W oświadczeniu, wydanym z inicjatywy europosła Marka Migalskiego, podkreślono, że choć z kolonii karnych zostali zwolnieni Andrej Sannikau i Źmicier Bandarenka, na Białorusi wciąż w miejscach zatrzymania pozostaje 13 więźniów politycznych, m.in. Aleś Bialacki i Siarhiej Kawalenka.
Oświadczenie podpisali, oprócz Migalskiego, m.in. deputowana do niemieckiego Bundestagu Marieluise Beck, która zaangażowała się zwłaszcza w obronę Sannikaua, deputowany estońskiego parlamentu Andres Herkel, który jest specjalnym sprawozdawcą Zgromadzenia Parlamentarnego Rady Europy ds. Białorusi, dawna dysydentka Ludmiła Aleksiejewa z Moskiewskiej Grupy Helsińskiej, szefowa rosyjskiego stowarzyszenia Gołos Lilia Szybanowa oraz przedstawiciele organizacji z innych państw poradzieckich i krajów Unii Europejskiej oraz organizacji białoruskich.
Sygnatariusze podkreślają, że z radością przyjęli informacje o zwolnieniu byłego kandydata na prezydenta Białorusi Sannikaua i jego męża zaufania, koordynatora kampanii "Europejska Białoruś" Bandarenki. "Jednakże przypominamy, że w koloniach karnych i innych miejscach zatrzymania nadal przetrzymywani są białoruscy więźniowie polityczni" - napisali.

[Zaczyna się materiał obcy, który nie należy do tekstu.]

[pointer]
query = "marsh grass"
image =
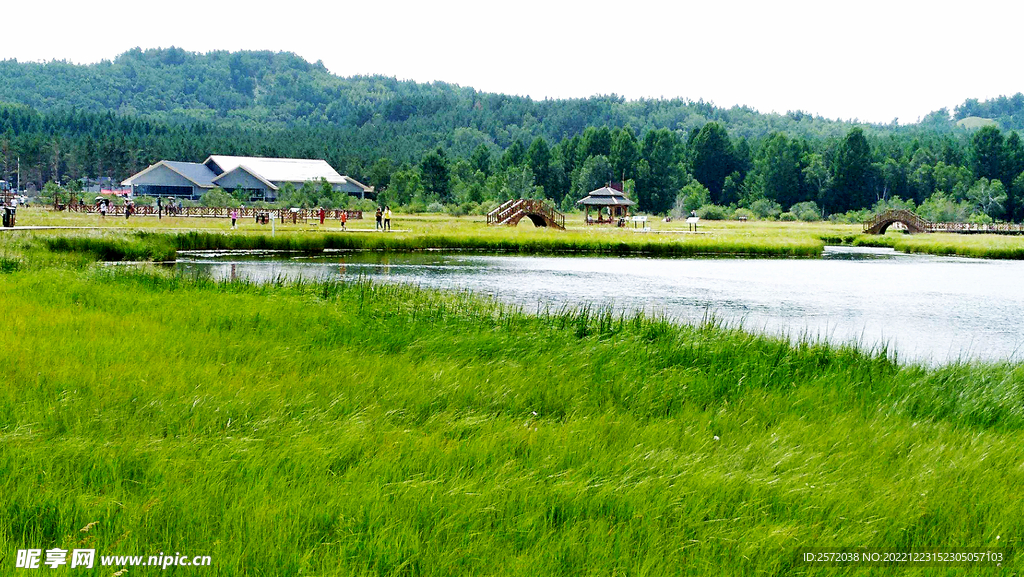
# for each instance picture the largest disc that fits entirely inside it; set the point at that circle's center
(355, 428)
(144, 245)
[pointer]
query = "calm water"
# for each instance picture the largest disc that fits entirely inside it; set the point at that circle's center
(926, 307)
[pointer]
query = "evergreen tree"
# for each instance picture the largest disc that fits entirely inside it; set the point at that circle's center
(625, 153)
(480, 159)
(434, 169)
(712, 159)
(851, 180)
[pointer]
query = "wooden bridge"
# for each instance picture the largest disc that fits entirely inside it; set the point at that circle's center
(511, 212)
(881, 222)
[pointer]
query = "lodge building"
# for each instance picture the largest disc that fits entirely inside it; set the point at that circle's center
(261, 177)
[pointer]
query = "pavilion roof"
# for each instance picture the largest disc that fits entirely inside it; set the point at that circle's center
(605, 196)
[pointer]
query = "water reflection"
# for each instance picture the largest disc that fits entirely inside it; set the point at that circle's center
(926, 307)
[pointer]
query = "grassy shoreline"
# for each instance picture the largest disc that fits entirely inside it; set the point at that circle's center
(353, 428)
(152, 239)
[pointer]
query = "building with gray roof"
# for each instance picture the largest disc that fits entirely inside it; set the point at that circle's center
(260, 177)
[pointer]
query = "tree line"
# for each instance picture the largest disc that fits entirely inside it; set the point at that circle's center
(971, 174)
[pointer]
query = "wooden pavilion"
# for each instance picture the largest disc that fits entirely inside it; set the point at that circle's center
(606, 198)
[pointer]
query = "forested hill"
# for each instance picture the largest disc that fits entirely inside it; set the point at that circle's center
(266, 89)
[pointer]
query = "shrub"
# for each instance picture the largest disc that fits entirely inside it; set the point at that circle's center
(743, 212)
(485, 207)
(807, 211)
(766, 208)
(693, 196)
(713, 212)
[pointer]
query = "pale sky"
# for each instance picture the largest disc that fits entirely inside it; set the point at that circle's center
(870, 59)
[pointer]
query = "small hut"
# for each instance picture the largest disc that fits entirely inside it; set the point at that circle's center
(606, 198)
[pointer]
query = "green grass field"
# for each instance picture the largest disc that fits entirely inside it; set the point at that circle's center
(366, 429)
(418, 232)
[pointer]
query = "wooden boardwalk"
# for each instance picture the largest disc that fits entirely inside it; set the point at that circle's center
(914, 223)
(511, 212)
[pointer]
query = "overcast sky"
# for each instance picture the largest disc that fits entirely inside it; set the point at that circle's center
(870, 59)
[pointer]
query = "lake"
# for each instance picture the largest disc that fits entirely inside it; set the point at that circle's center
(927, 308)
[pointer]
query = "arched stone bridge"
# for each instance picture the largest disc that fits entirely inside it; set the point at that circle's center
(881, 222)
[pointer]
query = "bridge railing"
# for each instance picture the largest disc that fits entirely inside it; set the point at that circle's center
(901, 215)
(511, 208)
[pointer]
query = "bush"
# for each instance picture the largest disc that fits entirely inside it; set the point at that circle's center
(713, 212)
(693, 196)
(807, 211)
(766, 208)
(485, 207)
(743, 212)
(459, 209)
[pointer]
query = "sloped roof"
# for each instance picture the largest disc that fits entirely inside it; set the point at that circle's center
(280, 169)
(245, 168)
(605, 196)
(200, 174)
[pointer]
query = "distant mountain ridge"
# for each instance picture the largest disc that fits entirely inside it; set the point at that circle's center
(262, 88)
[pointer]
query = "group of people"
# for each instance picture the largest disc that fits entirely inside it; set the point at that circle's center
(173, 206)
(385, 215)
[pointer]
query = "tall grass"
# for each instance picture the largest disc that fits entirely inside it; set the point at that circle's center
(164, 246)
(355, 428)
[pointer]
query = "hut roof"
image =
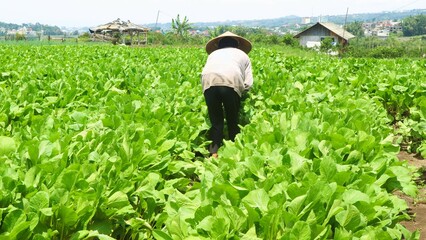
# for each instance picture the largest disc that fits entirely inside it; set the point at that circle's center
(119, 26)
(333, 28)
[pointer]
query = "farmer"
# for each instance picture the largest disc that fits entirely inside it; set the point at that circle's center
(226, 76)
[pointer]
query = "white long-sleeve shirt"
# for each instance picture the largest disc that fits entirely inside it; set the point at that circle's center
(230, 67)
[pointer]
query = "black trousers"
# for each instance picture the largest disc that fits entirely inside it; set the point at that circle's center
(222, 103)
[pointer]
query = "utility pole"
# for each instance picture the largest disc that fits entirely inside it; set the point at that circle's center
(344, 25)
(156, 21)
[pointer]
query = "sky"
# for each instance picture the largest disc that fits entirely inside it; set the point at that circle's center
(90, 13)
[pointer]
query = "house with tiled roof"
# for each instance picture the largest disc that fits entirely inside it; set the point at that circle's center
(313, 35)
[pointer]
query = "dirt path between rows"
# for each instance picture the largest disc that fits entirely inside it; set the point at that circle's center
(417, 205)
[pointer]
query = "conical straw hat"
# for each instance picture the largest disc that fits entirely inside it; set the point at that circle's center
(243, 43)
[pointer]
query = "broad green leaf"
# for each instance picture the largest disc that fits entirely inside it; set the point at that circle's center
(160, 235)
(7, 145)
(257, 199)
(300, 231)
(39, 201)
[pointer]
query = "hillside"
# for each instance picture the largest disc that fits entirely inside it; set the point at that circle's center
(277, 22)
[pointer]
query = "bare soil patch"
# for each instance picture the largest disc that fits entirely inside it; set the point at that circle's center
(417, 205)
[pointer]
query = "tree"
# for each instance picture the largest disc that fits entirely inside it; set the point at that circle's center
(414, 25)
(181, 27)
(355, 28)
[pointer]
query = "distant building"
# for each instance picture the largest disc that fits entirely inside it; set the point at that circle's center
(306, 20)
(313, 36)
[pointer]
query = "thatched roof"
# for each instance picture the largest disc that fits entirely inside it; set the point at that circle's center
(119, 26)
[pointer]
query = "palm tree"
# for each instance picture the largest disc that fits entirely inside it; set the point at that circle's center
(181, 27)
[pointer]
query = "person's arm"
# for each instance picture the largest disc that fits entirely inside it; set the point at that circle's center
(248, 77)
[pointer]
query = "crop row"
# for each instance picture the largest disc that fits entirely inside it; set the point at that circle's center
(108, 142)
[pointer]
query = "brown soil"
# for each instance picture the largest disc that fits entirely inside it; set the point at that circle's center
(417, 205)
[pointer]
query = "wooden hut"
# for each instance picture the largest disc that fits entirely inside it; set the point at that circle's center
(109, 31)
(313, 35)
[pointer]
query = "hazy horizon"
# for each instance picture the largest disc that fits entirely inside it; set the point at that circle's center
(92, 13)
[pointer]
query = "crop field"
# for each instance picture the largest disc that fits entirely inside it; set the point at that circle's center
(109, 142)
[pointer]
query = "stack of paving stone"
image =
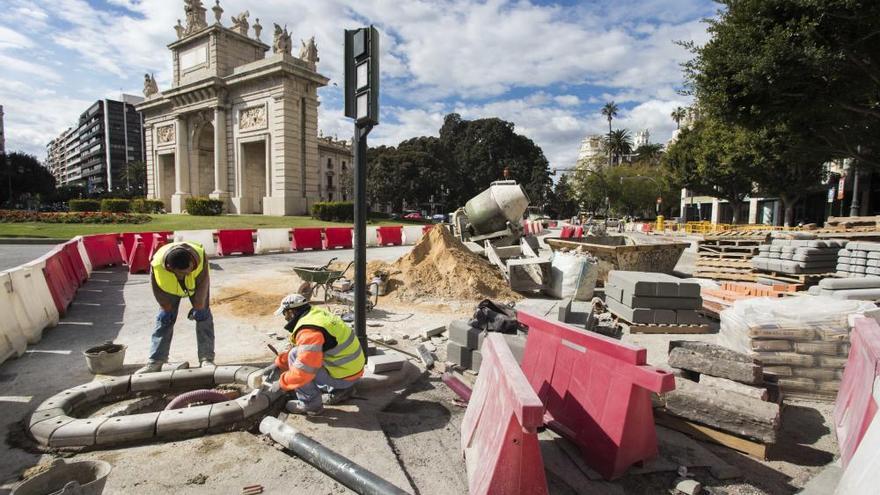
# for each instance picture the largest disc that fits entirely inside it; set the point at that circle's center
(859, 259)
(653, 298)
(798, 256)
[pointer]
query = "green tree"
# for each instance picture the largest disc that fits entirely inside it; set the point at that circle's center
(715, 159)
(810, 65)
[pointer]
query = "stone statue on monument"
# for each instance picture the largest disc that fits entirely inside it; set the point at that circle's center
(150, 86)
(195, 15)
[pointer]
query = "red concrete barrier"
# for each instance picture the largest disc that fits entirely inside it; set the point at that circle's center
(61, 285)
(103, 250)
(499, 435)
(235, 241)
(855, 406)
(306, 238)
(337, 237)
(597, 392)
(390, 236)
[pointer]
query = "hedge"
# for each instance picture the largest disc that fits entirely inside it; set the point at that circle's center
(147, 206)
(84, 205)
(204, 206)
(334, 211)
(115, 205)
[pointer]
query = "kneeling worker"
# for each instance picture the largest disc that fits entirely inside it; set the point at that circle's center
(326, 356)
(177, 270)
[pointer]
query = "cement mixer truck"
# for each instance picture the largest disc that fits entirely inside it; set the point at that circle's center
(494, 215)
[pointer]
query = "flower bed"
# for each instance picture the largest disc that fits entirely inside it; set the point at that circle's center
(19, 216)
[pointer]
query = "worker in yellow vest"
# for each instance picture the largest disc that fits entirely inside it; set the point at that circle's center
(177, 270)
(326, 356)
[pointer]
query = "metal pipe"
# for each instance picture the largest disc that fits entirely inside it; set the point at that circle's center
(327, 461)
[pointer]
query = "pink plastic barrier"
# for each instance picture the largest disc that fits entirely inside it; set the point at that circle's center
(235, 241)
(855, 406)
(306, 238)
(338, 237)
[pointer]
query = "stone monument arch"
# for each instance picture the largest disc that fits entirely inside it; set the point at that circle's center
(239, 122)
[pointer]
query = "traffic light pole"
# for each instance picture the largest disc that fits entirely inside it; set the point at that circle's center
(360, 233)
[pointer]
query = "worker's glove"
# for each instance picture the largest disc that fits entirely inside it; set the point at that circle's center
(166, 317)
(199, 314)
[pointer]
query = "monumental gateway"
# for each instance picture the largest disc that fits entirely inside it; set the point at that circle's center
(240, 120)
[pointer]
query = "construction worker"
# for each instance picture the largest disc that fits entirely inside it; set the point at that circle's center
(177, 270)
(326, 356)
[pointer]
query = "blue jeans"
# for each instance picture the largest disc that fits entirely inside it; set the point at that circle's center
(310, 393)
(161, 340)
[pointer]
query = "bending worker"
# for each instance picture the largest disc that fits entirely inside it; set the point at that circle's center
(326, 356)
(177, 270)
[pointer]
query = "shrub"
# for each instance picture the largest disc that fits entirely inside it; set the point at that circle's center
(84, 205)
(115, 205)
(204, 206)
(335, 211)
(141, 205)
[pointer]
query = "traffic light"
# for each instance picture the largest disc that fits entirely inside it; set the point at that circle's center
(362, 75)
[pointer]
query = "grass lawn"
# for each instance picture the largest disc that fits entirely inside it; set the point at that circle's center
(166, 222)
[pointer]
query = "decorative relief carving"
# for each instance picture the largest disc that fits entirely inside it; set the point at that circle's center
(253, 118)
(165, 134)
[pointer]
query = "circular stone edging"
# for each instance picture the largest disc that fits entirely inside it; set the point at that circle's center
(51, 426)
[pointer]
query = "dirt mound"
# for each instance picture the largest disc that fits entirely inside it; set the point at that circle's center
(441, 267)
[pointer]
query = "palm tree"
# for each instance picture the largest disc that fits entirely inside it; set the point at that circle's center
(678, 115)
(619, 144)
(609, 111)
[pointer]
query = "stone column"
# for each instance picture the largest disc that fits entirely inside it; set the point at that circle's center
(221, 164)
(181, 166)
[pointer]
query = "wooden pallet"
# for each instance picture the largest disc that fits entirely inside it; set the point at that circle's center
(708, 434)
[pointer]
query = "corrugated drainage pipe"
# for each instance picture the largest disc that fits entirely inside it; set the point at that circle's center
(330, 463)
(204, 395)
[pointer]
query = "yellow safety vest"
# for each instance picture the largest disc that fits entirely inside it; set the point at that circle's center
(347, 358)
(167, 280)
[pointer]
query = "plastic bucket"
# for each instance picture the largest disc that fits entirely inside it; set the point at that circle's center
(82, 477)
(105, 358)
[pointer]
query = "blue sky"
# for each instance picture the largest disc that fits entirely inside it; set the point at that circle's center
(546, 66)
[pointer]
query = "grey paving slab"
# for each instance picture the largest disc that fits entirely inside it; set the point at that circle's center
(224, 413)
(146, 382)
(127, 428)
(77, 433)
(183, 420)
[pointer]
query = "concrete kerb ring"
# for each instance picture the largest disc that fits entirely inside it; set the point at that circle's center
(52, 426)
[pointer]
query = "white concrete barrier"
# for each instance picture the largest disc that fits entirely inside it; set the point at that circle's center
(203, 237)
(412, 234)
(273, 240)
(31, 291)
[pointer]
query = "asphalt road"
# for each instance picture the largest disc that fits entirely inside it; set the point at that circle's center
(12, 255)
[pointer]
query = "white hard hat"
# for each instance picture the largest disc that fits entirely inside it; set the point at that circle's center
(291, 301)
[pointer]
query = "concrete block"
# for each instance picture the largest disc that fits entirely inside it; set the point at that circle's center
(193, 378)
(183, 420)
(241, 376)
(458, 354)
(253, 403)
(432, 331)
(77, 433)
(225, 413)
(146, 382)
(225, 374)
(383, 363)
(128, 428)
(464, 334)
(116, 385)
(42, 431)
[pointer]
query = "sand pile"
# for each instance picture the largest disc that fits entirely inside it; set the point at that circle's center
(441, 267)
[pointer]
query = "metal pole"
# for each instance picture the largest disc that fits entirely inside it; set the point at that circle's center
(360, 234)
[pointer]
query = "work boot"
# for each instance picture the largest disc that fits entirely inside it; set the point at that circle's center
(151, 367)
(300, 407)
(338, 396)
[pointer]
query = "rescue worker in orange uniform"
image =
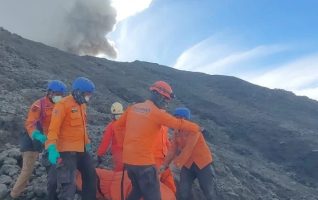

W oświadczeniu wyrażono przekonanie, że procesy sądowe w sprawach karnych dotyczących więźniów politycznych nie odpowiadały międzynarodowym standardom, a wyroki wobec nich są umotywowane politycznie. Zażądano też wprowadzenia moratorium na wykonywanie kary śmierci na Białorusi.